What is your next adventure?

I will be working at NASA as an intern on the aerodynamic decelerator, a new area for me, and in the fall, I will join Professor Marilyn Smith's research group, where I will be pursuing my Ph.D. We are still working out the details, but I will be mentored by NASA and advised by Dr. Smith.

What about your next adventure are you most looking forward to?

I feel like I'm very fortunate. I will be able to explore research at Georgia Tech and then I’ll be able to pursue it further in simulations, in wind short, I'll be able to apply my knowledge and make things happen beyond the academy. And then, because NASA has a great platform for outreach, I'm interested in helping others to pursue their interest in engineering.

Did you have any previous co-op, internship, or research experience in this area?

As an undergraduate at Tech, I spent most of my summers taking classes because, as a transfer student, I had more to make up. I used one of those summers to study abroad in Russia, and to learn that language.  As an undergrad, though, I got a breadth of experience in the SSDL working on Prox-1 and the early stages of the T.A.R.G.I.T. mission [CubeSats]. I jumped between structures and systems engineering to get a broad take on the field.

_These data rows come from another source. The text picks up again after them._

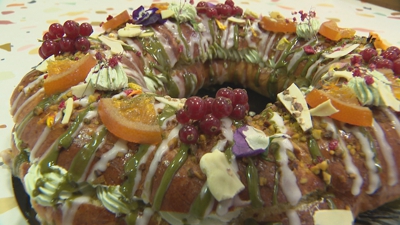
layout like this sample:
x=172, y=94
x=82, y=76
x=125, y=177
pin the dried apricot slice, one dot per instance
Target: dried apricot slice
x=76, y=73
x=132, y=119
x=330, y=30
x=348, y=113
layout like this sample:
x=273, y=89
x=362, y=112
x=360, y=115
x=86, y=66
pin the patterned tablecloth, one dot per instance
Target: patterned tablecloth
x=22, y=24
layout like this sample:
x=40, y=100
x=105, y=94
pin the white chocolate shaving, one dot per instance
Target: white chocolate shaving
x=221, y=178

In graduate school, I joined Dr. Lightsey's group and worked on Attitude, Estimation, and Control. Most recently, I was developing algorithms for another CubeSat mission, GT-1.

As far as internships, before I got my U.S. citizenship, I started with Emergent Space Technologies, where I was learning about software-in-the-loop. After I got my citizenship, I got a summer internship at NASA Langley, where I did simulation work on entry, descent, and landing - EDL. That was last summer, and, as I had hoped, they liked what I brought, so, this semester, I worked remotely for them while taking my final class online at Tech.

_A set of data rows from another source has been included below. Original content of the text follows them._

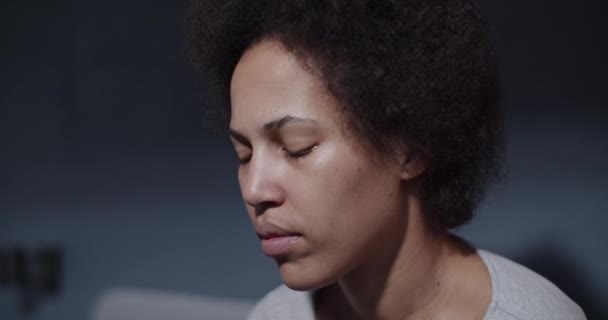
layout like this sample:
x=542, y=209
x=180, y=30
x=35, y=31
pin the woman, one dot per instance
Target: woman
x=365, y=131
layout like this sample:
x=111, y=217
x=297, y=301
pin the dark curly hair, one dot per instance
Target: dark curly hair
x=418, y=72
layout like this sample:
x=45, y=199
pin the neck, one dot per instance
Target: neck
x=408, y=281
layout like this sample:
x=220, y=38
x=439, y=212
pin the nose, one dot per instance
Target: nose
x=260, y=182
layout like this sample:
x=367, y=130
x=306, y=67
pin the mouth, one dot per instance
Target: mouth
x=279, y=246
x=275, y=240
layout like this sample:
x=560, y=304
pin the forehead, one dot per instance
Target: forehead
x=269, y=82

How did your educational experience at Georgia Tech help you to achieve your goals?

The thing that's made a difference at Tech has been the 'go-for-it' mentality. I've been encouraged to try a variety of technologies and approaches, to see what's right for me. Dr. Gunter gave me the opportunity to lead the T.A.R.G.I.T. mission for one semester, so I got a taste of leadership. trying new things - especially the ones that scared me - made me a better candidate for NASA. They liked the fact that I try things. Getting a high GPA was good, but it only takes you so far. At Tech I was encouraged to learn a new language, to take leadership coaching classes to develop my soft skills.

Also, Georgia Tech has expanded my world view. I could walk into the student center or even into a class and talk with people from all over the world. The diversity of our students, and our faculty, it makes a difference.

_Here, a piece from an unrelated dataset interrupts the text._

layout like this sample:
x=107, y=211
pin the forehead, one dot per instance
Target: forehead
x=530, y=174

What advice would you give to an underclassman who would like to follow the same path?

My advice is very simple: believe in yourself.
When things got tough, it was always a matter of believing 'I can do it.' I kept telling myself that it was going to work. And just telling myself this gave me more control over the doubts I had. It's very easy, at Georgia Tech, to feel you are an imposter. There are so many smart people here. But you have to remember that you did everything to make yourself good enough to get in, you are good enough to stay.